You can get free/cheap icon sets for a just about any payment card imaginable on sites like IconFinder.
High Impact Area #4: Email Collection
There’s a lot of articles around detailing how to optimize your email address collection so I’ll just make one suggestion that will give you the biggest impact possible: no matter what you read, popup opt-ins work.
But like anything, there’s a good way and a bad way to implement them.
Gone are the days of annoying popups that are irrelevant and show up right when you visit a site before you even look at anything.
These days you can tune your opt-in popups to show in a tasteful lightbox, be relevant to the page they’re viewing, and show up on the second-page load after X amount of seconds or via an exit intent detection algorithm.
They are the highest impact per page view email opt-in method available and regardless of whether you personally like them or not it is the best method of turning visitors into email addresses on your list that you can re-market to over and over.
Without an email collecting popup, you’re probably leaving a lot of money on the table.
My 2 points of specific advice for making a really good opt-in popup would be to:
- Make a “killer” offer.
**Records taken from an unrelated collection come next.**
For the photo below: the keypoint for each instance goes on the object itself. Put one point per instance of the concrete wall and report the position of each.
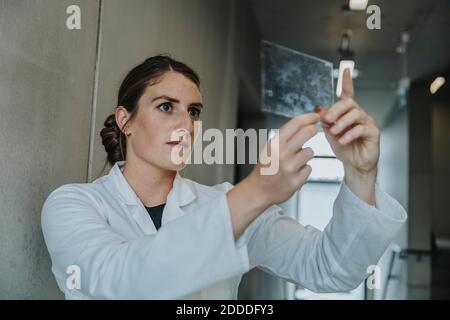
(393, 178)
(200, 33)
(46, 81)
(50, 88)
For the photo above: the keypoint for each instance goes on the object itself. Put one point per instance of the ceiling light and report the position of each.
(436, 84)
(358, 4)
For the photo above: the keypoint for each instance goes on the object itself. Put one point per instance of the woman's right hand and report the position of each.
(258, 191)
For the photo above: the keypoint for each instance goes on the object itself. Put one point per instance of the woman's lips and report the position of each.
(175, 143)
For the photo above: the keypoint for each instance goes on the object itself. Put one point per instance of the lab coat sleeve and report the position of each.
(334, 260)
(184, 256)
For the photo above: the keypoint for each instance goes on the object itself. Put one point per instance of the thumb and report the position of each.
(322, 111)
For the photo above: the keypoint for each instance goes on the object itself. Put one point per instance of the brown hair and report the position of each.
(131, 89)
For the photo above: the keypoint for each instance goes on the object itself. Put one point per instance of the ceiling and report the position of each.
(316, 28)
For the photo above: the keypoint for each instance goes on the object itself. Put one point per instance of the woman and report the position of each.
(143, 231)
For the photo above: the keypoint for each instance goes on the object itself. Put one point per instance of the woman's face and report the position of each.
(167, 111)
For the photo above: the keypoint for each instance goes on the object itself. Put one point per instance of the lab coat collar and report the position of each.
(182, 193)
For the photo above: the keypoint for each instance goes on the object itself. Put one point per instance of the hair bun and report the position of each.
(111, 136)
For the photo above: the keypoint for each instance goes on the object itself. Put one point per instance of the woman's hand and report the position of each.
(263, 188)
(354, 139)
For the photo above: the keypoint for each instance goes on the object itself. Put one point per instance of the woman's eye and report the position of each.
(194, 112)
(165, 107)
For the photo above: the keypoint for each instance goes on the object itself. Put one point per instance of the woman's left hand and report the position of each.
(351, 132)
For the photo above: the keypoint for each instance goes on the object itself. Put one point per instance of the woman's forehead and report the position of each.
(175, 85)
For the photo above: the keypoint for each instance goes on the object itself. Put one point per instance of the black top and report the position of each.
(156, 214)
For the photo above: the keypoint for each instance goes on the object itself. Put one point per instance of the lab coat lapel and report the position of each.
(180, 195)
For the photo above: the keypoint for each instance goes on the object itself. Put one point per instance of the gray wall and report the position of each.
(199, 32)
(393, 178)
(46, 81)
(49, 93)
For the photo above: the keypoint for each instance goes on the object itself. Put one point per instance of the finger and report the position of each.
(302, 175)
(302, 157)
(293, 125)
(347, 85)
(351, 117)
(296, 142)
(338, 109)
(321, 111)
(359, 131)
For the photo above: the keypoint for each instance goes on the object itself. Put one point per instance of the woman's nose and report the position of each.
(187, 122)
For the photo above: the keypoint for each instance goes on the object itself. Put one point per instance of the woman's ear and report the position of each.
(122, 117)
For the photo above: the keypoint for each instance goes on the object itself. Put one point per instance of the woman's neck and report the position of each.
(151, 184)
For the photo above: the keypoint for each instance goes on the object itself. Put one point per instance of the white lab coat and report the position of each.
(103, 228)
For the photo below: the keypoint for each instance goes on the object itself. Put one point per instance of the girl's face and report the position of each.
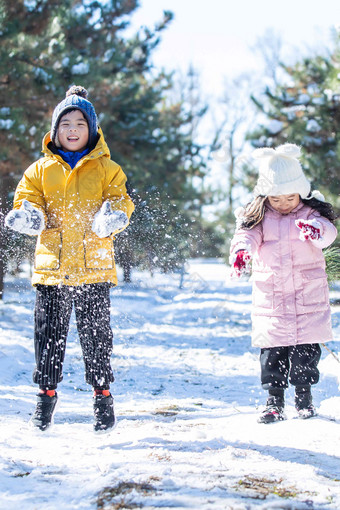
(73, 131)
(284, 204)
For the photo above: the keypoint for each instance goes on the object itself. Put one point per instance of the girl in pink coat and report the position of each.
(282, 233)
Something much better than just “Join Our Newsletter”. I’m talking about giving away short e-books, email course, pdf guides, 10% off coupons for their first order (these work really well!).
- Provide useful content. It’s one thing to get someone onto your list, but if you don’t talk to them it was a fruitless exercise. Keep the conversation going by providing regular useful content. Regular can mean monthly, weekly or more depending on your audience and useful can be anything you or others create that leads back to possibly making an order on your site.
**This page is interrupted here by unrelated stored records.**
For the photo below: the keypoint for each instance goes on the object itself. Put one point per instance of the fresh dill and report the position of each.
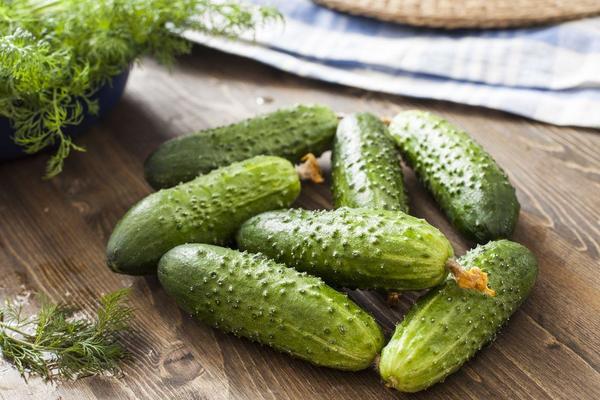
(55, 54)
(55, 345)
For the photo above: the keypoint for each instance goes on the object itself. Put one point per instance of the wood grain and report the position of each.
(53, 235)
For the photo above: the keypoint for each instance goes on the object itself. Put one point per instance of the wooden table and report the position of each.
(53, 234)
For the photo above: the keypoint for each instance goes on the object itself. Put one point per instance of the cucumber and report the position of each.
(257, 298)
(449, 324)
(352, 247)
(288, 133)
(471, 189)
(208, 209)
(366, 166)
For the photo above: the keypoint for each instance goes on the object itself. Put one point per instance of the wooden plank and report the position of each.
(53, 233)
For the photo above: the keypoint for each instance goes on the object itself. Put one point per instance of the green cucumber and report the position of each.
(472, 190)
(366, 167)
(352, 247)
(289, 133)
(447, 326)
(257, 298)
(208, 209)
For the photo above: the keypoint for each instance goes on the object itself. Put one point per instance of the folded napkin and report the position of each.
(550, 74)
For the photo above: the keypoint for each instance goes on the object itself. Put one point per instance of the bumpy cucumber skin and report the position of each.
(257, 298)
(352, 247)
(469, 186)
(289, 133)
(208, 209)
(449, 325)
(366, 166)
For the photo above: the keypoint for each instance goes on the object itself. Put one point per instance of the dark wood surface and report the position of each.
(53, 235)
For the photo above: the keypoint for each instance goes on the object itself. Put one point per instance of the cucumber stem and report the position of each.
(393, 299)
(473, 278)
(309, 169)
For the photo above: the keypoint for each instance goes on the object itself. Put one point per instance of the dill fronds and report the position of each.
(56, 346)
(56, 54)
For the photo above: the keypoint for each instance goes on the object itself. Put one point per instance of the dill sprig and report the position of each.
(56, 346)
(55, 54)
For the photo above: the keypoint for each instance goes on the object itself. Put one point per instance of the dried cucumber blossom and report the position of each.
(55, 54)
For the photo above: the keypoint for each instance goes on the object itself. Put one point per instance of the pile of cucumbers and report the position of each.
(226, 245)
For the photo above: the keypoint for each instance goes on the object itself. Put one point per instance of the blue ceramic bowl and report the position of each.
(108, 96)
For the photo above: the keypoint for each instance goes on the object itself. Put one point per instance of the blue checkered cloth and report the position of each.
(550, 74)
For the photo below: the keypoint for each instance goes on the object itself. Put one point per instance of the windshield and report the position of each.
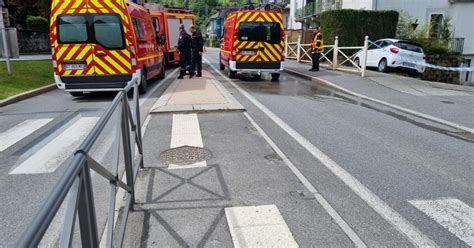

High Impact Area #5: Product Reviews
As mentioned earlier, showing reviews on your product pages can increase buyer confidence.
Unfortunately, many store owners have trouble collecting reviews on their product pages and usually choose to just disable this feature in WooCommerce.
Resolve To Test Reviews On Your Site
As a test, enable it for the next couple of months and use a review reminder email sent to your customer approximately 2 weeks after their purchase. You can use a plugin like Advanced Review Reminder to do this.
This will send them an email to remind them about their order from your store and ask them to write a quick product review.
I find for physical products that 2 weeks is usually a good amount of time after they have received their order so they have a good chance to experience your product and form a valid opinion. For digital products, try a shorter period like 3-7 days.
What about negative reviews?
It’s hard for most store owners to hit publish on negative reviews and this was the most common objection that I faced when suggesting this to e-commerce store owners.
But the good news is there’s no better social proof than honest reviews. So publish the good with the bad if you can stomach it!
The bad reviews will give you feedback on how to improve (better pre-sales FAQ, product tweaks, etc) and will show your audience that you’re listening to everyone, not just the people who give you 5-stars and praise you.
Now that you’ve read about my 5 high impact area to tweak on your e-commerce site, the challenge is thrown down. How far can you take this?
Can you pick 1 or 2 of these items and implement them today?
Be honest – what could do you now to improve your customer experience on your site that could lead to more sales?
Tell us about your plans in the comments!